Mleka wam potrzeba...
- nordicelg1
- 7 mar 2016
- 5 minut(y) czytania

Wiele mamy o Nim mówić, a trudne to jest do wyjaśnienia, ponieważ ociężali jesteście w słuchaniu. Gdy bowiem ze względu na czas powinniście być nauczycielami, sami potrzebujecie kogoś, kto by was pouczył o pierwszych prawdach słów Bożych,
i mleka wam potrzeba, a nie stałego pokarmu. Każdy, który pije mleko,
nieświadom jest nauki sprawiedliwości ponieważ jest niemowlęciem.
Przeciwnie, stały pokarm jest właściwy dla dorosłych, którzy przez ćwiczenie mają władze umysłu udoskonalone do rozróżniania dobra i zła - Hbr5:11-14
Hebrajczycy, którzy dawno powinni być nauczycielami, nadal uważali, że prawo jest dla nich.
Nie dał nam Bóg ducha bojaźni, ale mocy i miłości, i trzeźwego myślenia - 2Tym2:7
Ale prawo odbiera wiarę, moc, miłość i trzeźwe myślenie, dlatego adresaci byli ociężali w słuchaniu
i Paweł im pisze, że nie stałego pokarmu im trzeba, lecz mleka,
ponieważ nie potrafili zrozumieć nauki o sprawiedliwości.

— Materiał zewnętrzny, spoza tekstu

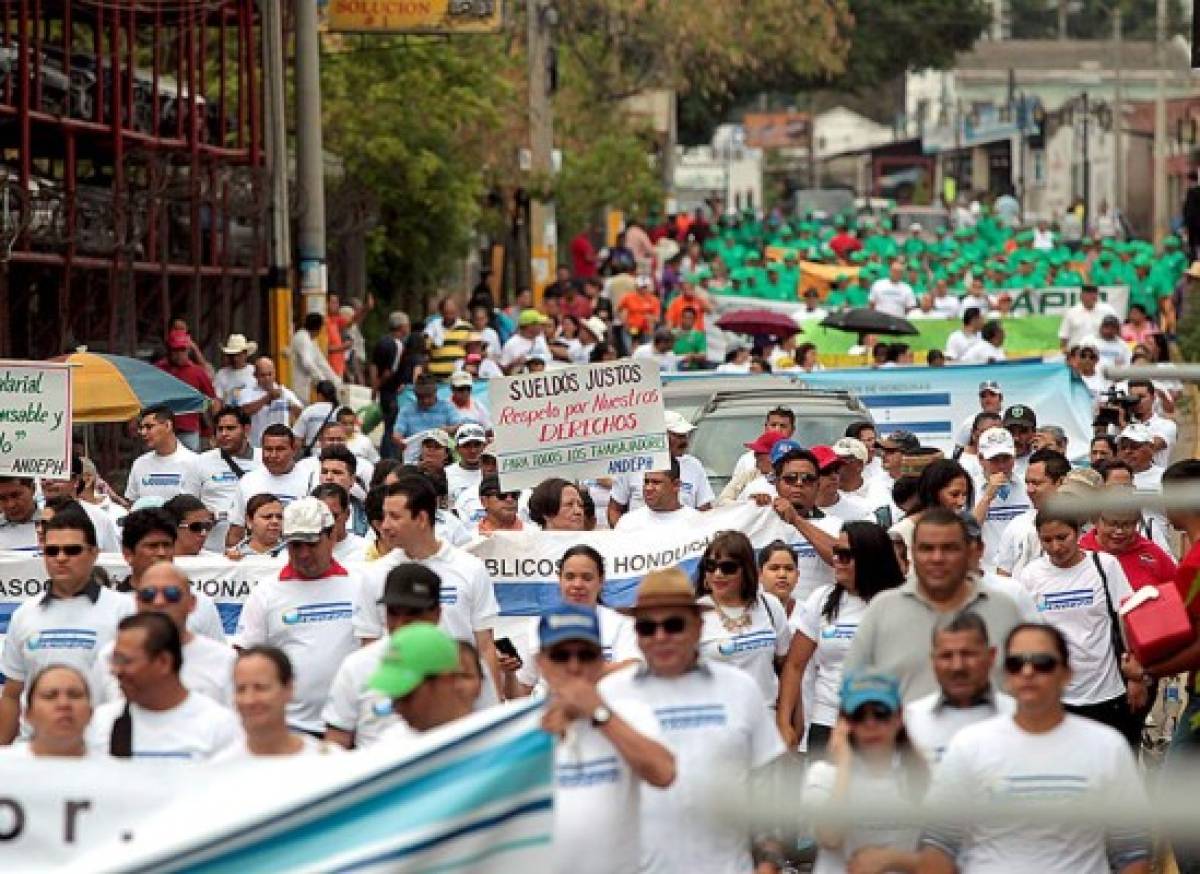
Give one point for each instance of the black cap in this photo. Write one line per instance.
(411, 585)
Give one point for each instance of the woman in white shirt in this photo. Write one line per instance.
(1078, 592)
(745, 627)
(870, 759)
(864, 566)
(263, 686)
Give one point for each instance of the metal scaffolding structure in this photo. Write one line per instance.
(133, 180)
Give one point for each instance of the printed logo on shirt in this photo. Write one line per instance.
(587, 773)
(63, 639)
(690, 716)
(1066, 600)
(328, 611)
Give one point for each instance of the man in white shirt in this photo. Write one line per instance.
(279, 476)
(713, 718)
(355, 714)
(208, 665)
(1084, 318)
(220, 470)
(963, 660)
(268, 402)
(660, 491)
(307, 611)
(70, 623)
(694, 488)
(605, 748)
(160, 718)
(169, 467)
(893, 295)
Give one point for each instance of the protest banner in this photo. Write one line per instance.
(579, 423)
(35, 419)
(473, 796)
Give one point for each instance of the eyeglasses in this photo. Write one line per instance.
(586, 656)
(871, 711)
(71, 550)
(793, 478)
(648, 628)
(172, 594)
(1041, 662)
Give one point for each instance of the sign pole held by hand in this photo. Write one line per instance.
(35, 419)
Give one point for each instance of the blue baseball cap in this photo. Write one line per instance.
(865, 687)
(783, 448)
(569, 622)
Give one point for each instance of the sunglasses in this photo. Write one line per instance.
(793, 478)
(871, 711)
(1041, 662)
(71, 550)
(586, 657)
(648, 628)
(844, 555)
(172, 594)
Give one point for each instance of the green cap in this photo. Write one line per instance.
(415, 653)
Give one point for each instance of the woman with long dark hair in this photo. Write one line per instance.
(864, 566)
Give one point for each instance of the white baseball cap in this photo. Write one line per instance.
(304, 520)
(677, 424)
(996, 441)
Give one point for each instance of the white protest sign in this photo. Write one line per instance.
(35, 419)
(579, 423)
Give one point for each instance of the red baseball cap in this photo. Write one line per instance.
(765, 442)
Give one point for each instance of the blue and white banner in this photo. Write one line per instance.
(473, 796)
(933, 402)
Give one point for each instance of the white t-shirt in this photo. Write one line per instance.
(287, 488)
(874, 786)
(833, 640)
(311, 621)
(893, 298)
(231, 383)
(718, 725)
(931, 723)
(1072, 599)
(694, 488)
(195, 730)
(754, 648)
(277, 412)
(219, 490)
(352, 706)
(1078, 760)
(598, 796)
(646, 518)
(208, 670)
(163, 476)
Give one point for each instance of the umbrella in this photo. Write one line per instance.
(759, 322)
(114, 388)
(864, 321)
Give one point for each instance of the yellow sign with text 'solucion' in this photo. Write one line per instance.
(415, 16)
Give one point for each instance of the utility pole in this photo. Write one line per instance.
(1162, 210)
(543, 225)
(310, 162)
(280, 276)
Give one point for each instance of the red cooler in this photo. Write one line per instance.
(1156, 623)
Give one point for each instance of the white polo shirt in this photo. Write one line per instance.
(311, 621)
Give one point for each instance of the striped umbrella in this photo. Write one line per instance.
(114, 388)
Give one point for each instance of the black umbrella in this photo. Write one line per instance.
(864, 321)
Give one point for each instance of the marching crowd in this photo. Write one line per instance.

Wiele się nie zmieniło przez te 2000 lat, kościoły są nadal pełne kilku, kilkunasto
i kilkudziesięcio - letnich niemowlaków, wyrośniętych bachorów, łarzących w tych zasranych pieluchach do tych pastorów, by ci ich przebrali, obmyli
i posypali ich puderkiem przebaczenia, bo wciąż nie rozróżniają dobra i zła.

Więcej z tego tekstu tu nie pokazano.